On 20 and 21 April, the Université Grenoble Alpes hosted the second edition of the Franco-Taiwanese Science Conference. Two days of intensive work — site visits, roundtables, scientific sessions — that showcased, in all its density, a research and innovation ecosystem unique in Europe, with UGA at its core.
"Grenoble is actually the city of science, research and innovation, not just in France but in the world, a very important city." — Prof. Cheng-Wen Wu, Minister of the National Science and Technology Council
These words came from the Minister of Taiwan's National Science and Technology Council, after a day spent moving through laboratories, technology platforms and industrial sites. A spontaneous remark, almost one of surprise, that captures better than any formal assessment what the 75 Taiwanese representatives came looking for here — and what they found. Because behind what the Minister saw lies a singular ecosystem: that of UGA, in which the CEA, CNRS, Inria, Inserm and the other major national research organisations are not merely neighbours, but partners fully integrated into the university's strategy and activities.
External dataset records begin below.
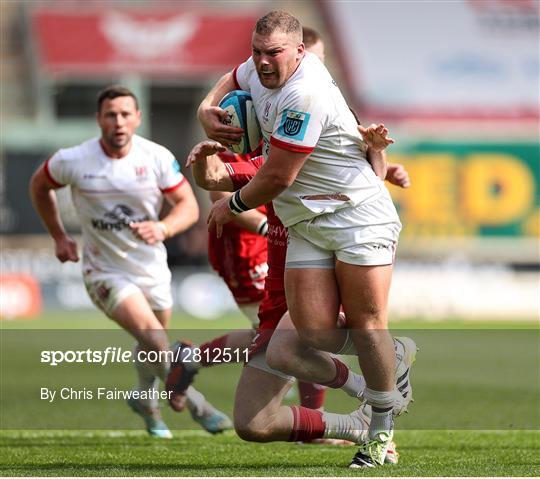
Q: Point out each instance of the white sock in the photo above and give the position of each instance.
(381, 422)
(348, 348)
(195, 401)
(355, 385)
(382, 403)
(344, 426)
(146, 380)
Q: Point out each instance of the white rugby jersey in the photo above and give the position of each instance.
(109, 194)
(309, 114)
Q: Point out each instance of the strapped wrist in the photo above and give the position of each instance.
(236, 205)
(262, 228)
(163, 227)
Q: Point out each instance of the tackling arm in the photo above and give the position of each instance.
(184, 214)
(208, 170)
(211, 116)
(44, 200)
(252, 220)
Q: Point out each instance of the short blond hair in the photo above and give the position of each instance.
(279, 20)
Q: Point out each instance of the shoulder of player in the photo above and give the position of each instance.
(151, 149)
(78, 152)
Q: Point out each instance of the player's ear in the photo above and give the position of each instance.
(300, 50)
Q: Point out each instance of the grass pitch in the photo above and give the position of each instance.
(464, 379)
(423, 453)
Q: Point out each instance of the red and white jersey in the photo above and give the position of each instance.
(239, 256)
(109, 194)
(309, 115)
(274, 305)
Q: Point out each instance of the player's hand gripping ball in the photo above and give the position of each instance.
(241, 114)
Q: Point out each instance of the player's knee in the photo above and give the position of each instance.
(253, 430)
(313, 338)
(278, 360)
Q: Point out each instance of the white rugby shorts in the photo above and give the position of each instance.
(364, 235)
(108, 290)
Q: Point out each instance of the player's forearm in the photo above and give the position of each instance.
(46, 206)
(182, 216)
(263, 189)
(378, 162)
(252, 220)
(210, 174)
(223, 86)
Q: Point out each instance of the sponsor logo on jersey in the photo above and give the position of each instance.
(90, 176)
(267, 110)
(141, 173)
(294, 124)
(120, 217)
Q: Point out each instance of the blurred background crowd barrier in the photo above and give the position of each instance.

These Assises began on the ground. Before the institutional speeches and roundtables, the delegations moved through laboratories, research centres and industrial sites carried or co-carried by UGA, organised around four thematic tracks. Semiconductors first, with an immersion at CEA-Leti, the Laboratory for Microelectronics Technology (UGA, CNRS), and then at STMicroelectronics: from upstream research to industrial production, within just a few kilometres. Digital next, between the MIAI cluster, CyberAlps and UGA's Inria centre, focusing on artificial intelligence and cybersecurity. Health, with a meeting with startups in the sector, a visit to the Grenoble Institute of Neurosciences (UGA, Inserm, CNRS) and to CReSI, a centre specialising in implantable medical devices. Energy finally, from CEA-Liten and G2Elab (UGA, CNRS) to IntenCity, Schneider Electric's demonstrator building. Four tracks, one shared reality: here, fundamental research, national organisations and industry do not merely coexist — they work together, driven and coordinated by UGA, which makes this ecosystem one of the most integrated and dense in the world.

It is this reality that the conference set out to place at the service of a deeper bilateral scientific cooperation. Bringing together nearly 200 figures — researchers, institutional leaders, representatives of research organisations and universities — the event built on a first edition held in Taipei two years ago, and on a scientific and technological cooperation agreement signed in 2023. But the stated ambition was to shift up a gear.
"We move from dialogue to action. From aspiration to accountability. From shared interests to shared commitments." - Professor Yassine Lakhnech, President of UGA
Over two days, nearly 90 scientific experts worked across eight strategic domains: quantum technologies, semiconductors, artificial intelligence, cybersecurity, health, energy, ocean sciences and space. These are not arbitrary choices — they are precisely the domains where technological sovereignty is being won or lost, and where the complementarities between the two sides are strongest. Taiwan brings its world-renowned excellence in semiconductors and precision engineering. French research brings its capacity to bridge fundamental science and real-world applications.
The scale of French mobilisation speaks to the seriousness with which this event was prepared. Alongside UGA President Professor Yassine Lakhnech were Bruno Feignier, Deputy CEO of CEA, Bruno Sportisse, CEO of Inria, Professor Didier Samuel, CEO of Inserm, as well as representatives from CNES, Ifremer, the Institut Laue-Langevin, IRAM and the ESRF. The French university community was also widely represented: France Universités, several members of Udice — including Université Paris-Saclay, Université de Lille, Université de Bordeaux and Université de Lorraine — as well as other institutions
"This is the French research community — united, engaged, and speaking with one voice." - Professor Yassine Lakhnech
Two days of work that laid solid foundations and identified the most promising scientific priorities for 2026 and 2027. And already, attention is turning to the next edition, to be held in Tainan in 2028.